Apparently, frustrated staffers during the administration of Democratic Gov. Ed Rendell determined the contact problems could be resolved by designing a new computer system to process claims.

Rendell contracted IBM on a fix-price basis for $109.9 million, with an agreed upon completion date of February 2010.  No one ever gets fired for hiring IBM.

Republican Gov.
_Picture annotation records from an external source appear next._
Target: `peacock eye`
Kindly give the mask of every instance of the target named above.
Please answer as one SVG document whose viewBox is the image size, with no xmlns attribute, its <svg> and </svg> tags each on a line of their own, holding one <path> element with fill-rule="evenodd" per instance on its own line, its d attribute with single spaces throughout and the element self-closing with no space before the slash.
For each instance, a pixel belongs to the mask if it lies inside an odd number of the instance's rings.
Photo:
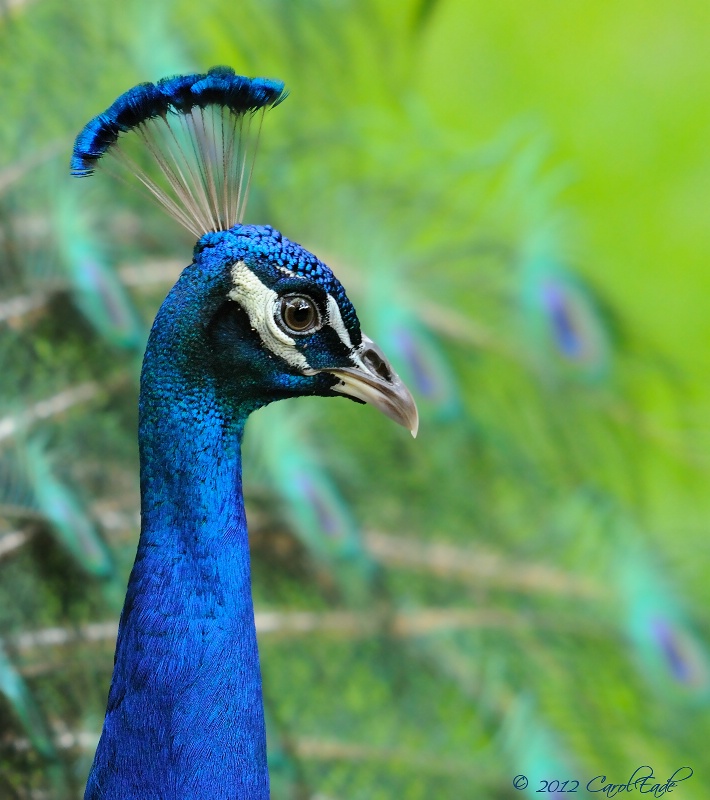
<svg viewBox="0 0 710 800">
<path fill-rule="evenodd" d="M 281 322 L 292 333 L 310 333 L 320 327 L 318 306 L 302 294 L 281 298 Z"/>
</svg>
Tom Corbett’s administration allowed the contract to lapse in 2013.  Experts at Carnegie Mellon University reportedly told Corbett that “frequent personnel churn at IBM came to be a defining feature of the project.”  CMU people recommended the state not continue with IBM because of the high risk of failure.

By that time, cost overruns elevated IBM’s take home to nearly $170 million.
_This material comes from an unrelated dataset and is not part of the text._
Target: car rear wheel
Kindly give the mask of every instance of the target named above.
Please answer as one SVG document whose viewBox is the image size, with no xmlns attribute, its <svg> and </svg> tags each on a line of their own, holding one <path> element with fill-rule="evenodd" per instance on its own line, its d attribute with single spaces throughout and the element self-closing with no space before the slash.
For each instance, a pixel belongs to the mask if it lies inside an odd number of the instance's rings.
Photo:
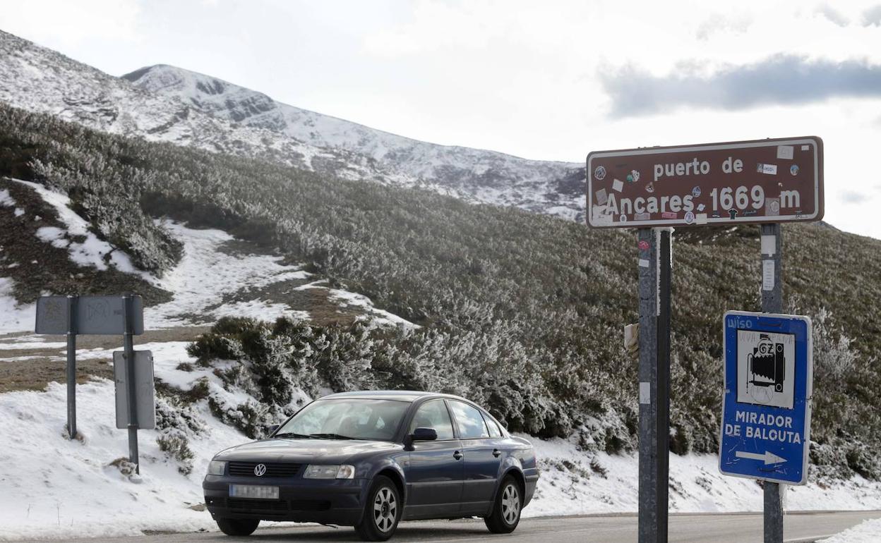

A lawsuit the administration of Democrat Tom Wolf filed against IBM this spring alleges those failures.

Corbett succeeded Rendell in the Executive Mansion.  Wolf is in the last half of a four-year term after defeating Corbett’s attempt at re-election.

By 2013, however, serious damage had been done in the everyday financing of UC in Pennsylvania.
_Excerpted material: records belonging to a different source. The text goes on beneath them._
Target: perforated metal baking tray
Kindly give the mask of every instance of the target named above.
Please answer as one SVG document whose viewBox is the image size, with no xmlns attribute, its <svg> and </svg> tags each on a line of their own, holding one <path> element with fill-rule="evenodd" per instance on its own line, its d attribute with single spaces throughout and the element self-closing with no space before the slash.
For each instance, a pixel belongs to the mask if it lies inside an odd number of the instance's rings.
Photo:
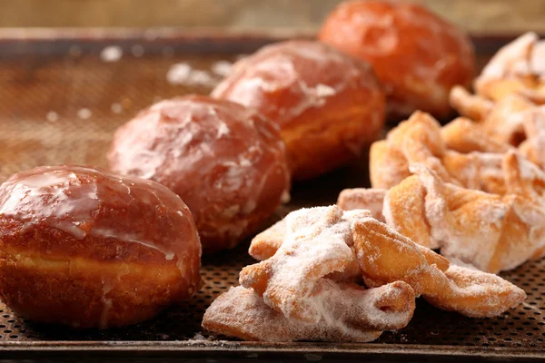
<svg viewBox="0 0 545 363">
<path fill-rule="evenodd" d="M 282 36 L 165 30 L 0 31 L 0 182 L 43 164 L 104 166 L 113 132 L 138 110 L 162 98 L 209 93 L 221 78 L 213 71 L 218 64 L 224 68 L 225 62 Z M 508 40 L 476 37 L 480 65 Z M 121 50 L 121 58 L 104 62 L 101 53 L 107 46 L 116 47 L 114 55 Z M 184 84 L 169 83 L 169 69 L 180 63 L 202 73 Z M 294 209 L 334 203 L 343 188 L 369 185 L 367 169 L 367 155 L 362 155 L 348 168 L 294 185 L 292 202 L 269 223 Z M 494 319 L 464 318 L 419 299 L 407 328 L 385 332 L 369 344 L 263 344 L 209 336 L 201 328 L 203 314 L 215 297 L 237 284 L 241 268 L 253 262 L 247 248 L 246 240 L 234 250 L 205 257 L 205 284 L 193 299 L 124 329 L 74 330 L 34 324 L 0 302 L 0 359 L 545 358 L 545 260 L 502 274 L 524 289 L 528 299 Z"/>
</svg>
Corbett’s department of Labor and Industry (L & I) apparently incorrectly reported UC expenses, costing the state millions in Federal unemployment dollars.

The two issues — failed renovation of the state’s computer system and incompetent management of the UC program — may have wasted state taxpayers an estimated half billion dollars or more.  The exact loss of Federal dollars has yet to be calculated.

In any case, those funds will be harder to recoup from a Trump administration.

The colossal goof in Corbett’s L & I was not surprising.  He offered the cabinet position of Secretary to at least five other prospects before landing Julia Hearthway.

A career prosecutor, she had been one of Corbett’s top deputies during his term as state Attorney-General.  Hearthway managed the insurance fraud department for Corbett.

Corbett did not get her confirmed until June 22, 2011.  He did not cancel IBM’s contract until after Hearthway had been in office for a year-and-a-half.

Hearthway, however, continued to oversee the underreporting of funds to the Feds until her term expired in January of 2015.

Following that performance, newly seated Democrat Governor Wolf appointed Republican Hearthway to the state Commonwealth Court.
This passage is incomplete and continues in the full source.